Sunday, February 16, 2014

Day thirteen: Not divine inspiration.

















There is this mistaken assumption that all artists enjoy the act of making art. That it’s always fun. That we are channels for the divine. Mostly the first two.

I think this is one of the misnomers that bothers me most. Making art, professionally, is hard. It is always hard. That’s actually part of why I am so fierce about it, because of that constant challenge. Being an artist means being constantly poked at and picked apart. It means entering an intensely competitive world where there are no clear boundaries, rules, or definitions of success. Making art is a constant push to find what is new, what opens a new window of perception, what blows peoples minds.

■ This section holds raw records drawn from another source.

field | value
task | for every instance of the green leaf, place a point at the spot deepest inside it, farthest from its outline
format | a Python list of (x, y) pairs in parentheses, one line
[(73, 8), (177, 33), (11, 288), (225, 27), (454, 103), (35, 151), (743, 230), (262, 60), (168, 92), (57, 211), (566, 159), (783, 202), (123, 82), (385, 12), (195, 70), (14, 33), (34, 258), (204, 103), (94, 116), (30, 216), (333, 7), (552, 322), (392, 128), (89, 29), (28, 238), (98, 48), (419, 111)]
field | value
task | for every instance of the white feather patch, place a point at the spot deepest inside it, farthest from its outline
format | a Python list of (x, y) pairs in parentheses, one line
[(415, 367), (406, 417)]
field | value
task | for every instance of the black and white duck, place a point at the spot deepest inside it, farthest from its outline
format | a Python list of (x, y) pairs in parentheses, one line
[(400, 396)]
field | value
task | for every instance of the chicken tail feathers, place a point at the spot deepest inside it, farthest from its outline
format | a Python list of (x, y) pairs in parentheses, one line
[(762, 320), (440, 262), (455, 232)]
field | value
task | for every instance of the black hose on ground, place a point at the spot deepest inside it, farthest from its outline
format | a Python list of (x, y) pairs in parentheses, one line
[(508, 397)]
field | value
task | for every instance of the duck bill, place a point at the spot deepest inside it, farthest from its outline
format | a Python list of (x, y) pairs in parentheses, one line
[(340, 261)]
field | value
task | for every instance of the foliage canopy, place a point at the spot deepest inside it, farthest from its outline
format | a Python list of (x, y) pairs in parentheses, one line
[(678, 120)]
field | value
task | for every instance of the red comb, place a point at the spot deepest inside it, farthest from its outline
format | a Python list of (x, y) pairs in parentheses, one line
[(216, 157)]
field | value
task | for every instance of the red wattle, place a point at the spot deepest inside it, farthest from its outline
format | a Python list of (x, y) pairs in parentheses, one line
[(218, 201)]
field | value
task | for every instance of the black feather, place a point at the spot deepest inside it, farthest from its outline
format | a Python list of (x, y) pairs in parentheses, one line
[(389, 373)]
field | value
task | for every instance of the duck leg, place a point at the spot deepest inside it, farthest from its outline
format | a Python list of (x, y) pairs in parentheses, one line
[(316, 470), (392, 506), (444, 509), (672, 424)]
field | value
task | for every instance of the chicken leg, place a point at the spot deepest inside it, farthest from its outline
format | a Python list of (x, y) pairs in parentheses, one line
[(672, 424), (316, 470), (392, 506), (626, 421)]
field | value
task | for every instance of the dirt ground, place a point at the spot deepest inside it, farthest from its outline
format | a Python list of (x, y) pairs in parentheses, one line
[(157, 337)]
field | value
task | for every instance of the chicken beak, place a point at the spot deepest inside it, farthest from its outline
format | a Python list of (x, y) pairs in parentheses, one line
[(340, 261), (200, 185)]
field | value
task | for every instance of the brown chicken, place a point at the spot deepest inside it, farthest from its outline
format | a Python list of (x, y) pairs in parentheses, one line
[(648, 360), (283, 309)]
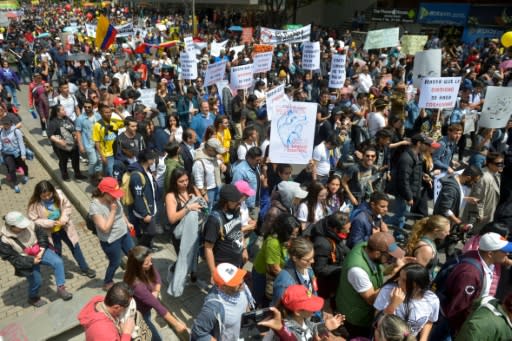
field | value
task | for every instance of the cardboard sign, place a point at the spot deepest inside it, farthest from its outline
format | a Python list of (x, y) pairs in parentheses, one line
[(242, 76), (439, 92), (311, 56), (338, 72)]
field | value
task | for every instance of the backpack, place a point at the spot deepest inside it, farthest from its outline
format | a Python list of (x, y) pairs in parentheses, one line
[(127, 199), (439, 284)]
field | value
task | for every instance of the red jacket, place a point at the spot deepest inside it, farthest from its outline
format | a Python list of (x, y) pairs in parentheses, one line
[(98, 327), (463, 287)]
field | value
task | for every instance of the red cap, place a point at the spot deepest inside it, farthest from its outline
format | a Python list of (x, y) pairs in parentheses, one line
[(297, 297)]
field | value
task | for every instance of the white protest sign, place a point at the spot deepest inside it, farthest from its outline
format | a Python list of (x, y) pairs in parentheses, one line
[(379, 39), (271, 36), (497, 107), (273, 97), (439, 92), (214, 73), (311, 56), (292, 132), (147, 97), (262, 62), (188, 66), (338, 72), (426, 64), (242, 76)]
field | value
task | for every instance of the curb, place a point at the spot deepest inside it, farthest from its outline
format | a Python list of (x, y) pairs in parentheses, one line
[(78, 198)]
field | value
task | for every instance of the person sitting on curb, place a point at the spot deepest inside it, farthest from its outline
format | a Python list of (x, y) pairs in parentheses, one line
[(26, 246)]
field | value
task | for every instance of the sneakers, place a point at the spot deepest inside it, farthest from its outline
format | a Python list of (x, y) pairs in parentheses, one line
[(63, 293), (89, 273), (36, 301)]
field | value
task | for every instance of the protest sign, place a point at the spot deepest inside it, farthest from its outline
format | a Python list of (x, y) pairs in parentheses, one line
[(292, 132), (188, 66), (338, 72), (271, 36), (412, 44), (274, 96), (214, 73), (262, 62), (311, 56), (379, 39), (242, 76), (497, 107), (247, 35), (439, 92), (426, 64)]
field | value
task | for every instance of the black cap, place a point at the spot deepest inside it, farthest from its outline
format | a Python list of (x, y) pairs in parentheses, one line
[(230, 193)]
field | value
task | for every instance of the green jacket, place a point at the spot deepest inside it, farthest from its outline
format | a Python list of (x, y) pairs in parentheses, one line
[(348, 301), (489, 322)]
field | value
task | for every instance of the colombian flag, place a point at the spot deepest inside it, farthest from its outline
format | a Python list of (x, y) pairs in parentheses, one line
[(105, 33)]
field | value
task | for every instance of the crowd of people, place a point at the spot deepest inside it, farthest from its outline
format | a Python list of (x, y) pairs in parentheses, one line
[(332, 249)]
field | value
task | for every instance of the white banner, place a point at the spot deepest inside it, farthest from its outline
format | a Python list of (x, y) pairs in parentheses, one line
[(271, 36), (188, 66), (311, 56), (215, 73), (426, 64), (262, 62), (338, 72), (439, 92), (273, 97), (379, 39), (242, 76), (497, 107), (292, 132)]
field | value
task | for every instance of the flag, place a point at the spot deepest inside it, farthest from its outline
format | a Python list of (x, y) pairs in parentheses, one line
[(105, 33)]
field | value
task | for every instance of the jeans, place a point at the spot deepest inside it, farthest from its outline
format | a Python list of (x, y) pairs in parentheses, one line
[(94, 161), (155, 334), (62, 236), (51, 259), (113, 253)]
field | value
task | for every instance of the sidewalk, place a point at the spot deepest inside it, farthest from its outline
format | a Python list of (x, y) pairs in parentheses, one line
[(13, 290)]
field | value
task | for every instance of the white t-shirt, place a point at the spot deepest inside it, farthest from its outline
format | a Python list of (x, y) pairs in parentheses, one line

When people retire and their doctor tells them to paint for relaxation, that is not the kind of art that I’m talking about. When a teenage girl makes a painting of rage after a break up, that is not it. When my ex-boyfriend makes a sweatshirt that looks like a shark. Nope, not what I’m talking about. I’m not saying it’s not art. I wish that everyone understood that art is a huge term. Huge. It covers so many different ways of making and seeing. All of the practices I just mentioned are valuable in so many ways, but they are not the kind of art making that I do.  I don’t usually call them art, because the term is far more loaded for me.

What I do is informed by the whole of history, including the history of contemporary art, the depth and breadth of what art has been since 1960. What I do is of me, but not just as expression. It contains my feeling but it is not catharsis. I use my mind to build it but it is not just concept. It is not just craft. It is incredibly difficult to define, and any definition I throw out may sound like an insult to the hundreds of other ways that people are creative in the world. I embrace every way of making and everything that reminds people of the value of art.

I make because I have to, because when I can’t for more than a few weeks I feel caged. I make because I have invested hundreds of thousands of dollars and thousands of hours of time in learning and practicing this way of thinking and seeing. It changes me every day and I seek out that change. I know that my life and the lives around me would be less without it, without that sense of possibility.

I say all of this because, I think we artists suffer from some sort of extraordinary guilt complex. Guilt that we don’t spend enough time in the studio, guilt that we don’t go to enough shows, guilt about how long it takes us to finish a project. I wonder if culturally we are taught that we should want to do this all the time. That we are lucky. That it is a gift to be able to do this at all. That it is a privledge, because art is not a necessity and we are not feeding anyone, we are not saving lives, we are not practical, we are not contributing to the gross national product, we are not properly representing our country, or our families, or any ideal that has been held and cherished for hundreds of years. We carry all of those voices into the studio, because we hear them and have to actively decide to listen to ourselves instead every single day.

We are saving lives. We are representing freedom. We are speaking our truth. This isn’t just a career. It’s not a craft project or a way to make the world beautiful. Art is a reminder of what is valuable in a world that moves too fast to understand what it is doing and why.


I am proud of every artist I know for making the time to make art, whenever they can. It’s ok to have some ice cream and sit around for a few hours first. That’s part of making art too.